Executive Summary

Mexico’s export landscape in 2025 shows a broad-based but mild cooling, rather than a boom or a crisis. Out of 37,441 exporters, only 8.4% qualify as high-value exporters (>$10M in 2024), while over 90% form a long tail of smaller players—yet around 55% of all firms reduced their export value in 2025 vs 2024, and this pattern is remarkably similar for both large and small exporters. In practical terms, this points to a systemic slowdown affecting most of the exporter universe, but it also creates a clear 2×2 opportunity map for business owners and advisors: high-value vs long-tail, growing vs declining.

This framework helps identify where to focus on stabilization and restructuring (declining exporters) and where to prioritize financing, capacity expansion, and new-market strategies (growing exporters), turning aggregate statistics into a concrete client and prospect segmentation tool.

Large vs small: the surprise — the pattern is similar

You might expect that only small firms are struggling, or that only big firms are exposed to global shocks.
The data suggests something different.

Among high-value exporters (>$10M):

  • 46.5% are growing (1,459 companies)

  • 53.5% are declining (1,682 companies)

Among long-tail exporters (≤$10M):

  • 45.3% are growing (15,541 companies)

  • 54.7% are declining (18,759 companies)

The probability of being in decline is almost the same for large and small exporters.

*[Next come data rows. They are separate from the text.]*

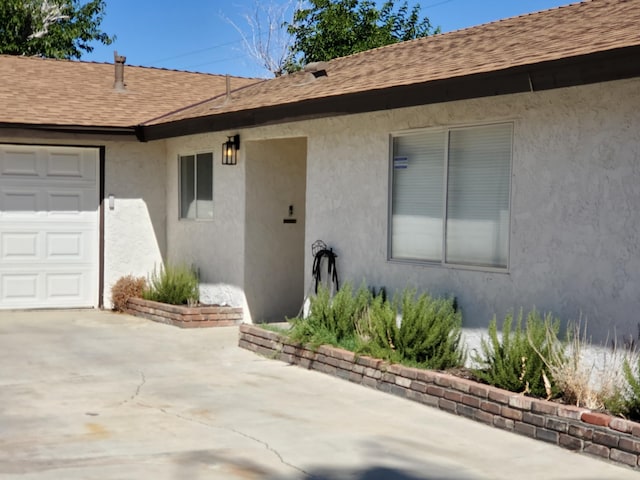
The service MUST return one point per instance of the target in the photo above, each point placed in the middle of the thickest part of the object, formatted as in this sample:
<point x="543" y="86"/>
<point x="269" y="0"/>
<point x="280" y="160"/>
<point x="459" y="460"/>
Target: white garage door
<point x="48" y="227"/>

That has a very practical implication: Whatever is driving this slowdown is broad-based.
It’s not just a “small company problem” or “a couple of big players having a bad year.”

Where the adjustment really happens

If we look at shares of all exporters:

  • High-value, growing → ~3.9% of all exporters

  • High-value, declining → ~4.5%

  • Long-tail, growing → ~41.5%

  • Long-tail, declining → ~50.1%

So in terms of number of firms, almost all the movement—both up and down—happens in the long tail of small and mid-size exporters.

For business owners and advisors, this opens two angles:

  1. Risk angle

    • Many small and mid-size exporters are under pressure.

    • They are more exposed to single clients, fewer markets, and operational bottlenecks.

  2. Opportunity angle

    • This same group is where a lot of latent growth can be unlocked:
      better data, better market selection, better pricing, better logistics partners, etc.

What’s next?

This is just the first cut. The real power comes when we cross this framework with:

  • Sectors (manufacturing, agro, mining, services, etc.)

  • Destination markets (US, EU, Latin America, Asia)

  • Regions within Mexico (state, cluster, corridor)

That’s where you can start answering questions like:

  • Which sectors are producing most of the growing exporters?

  • Are “nearshoring winners” mainly large exporters, or is there a wave of smaller firms quietly scaling up?

  • In which states or corridors is the share of growing exporters highest?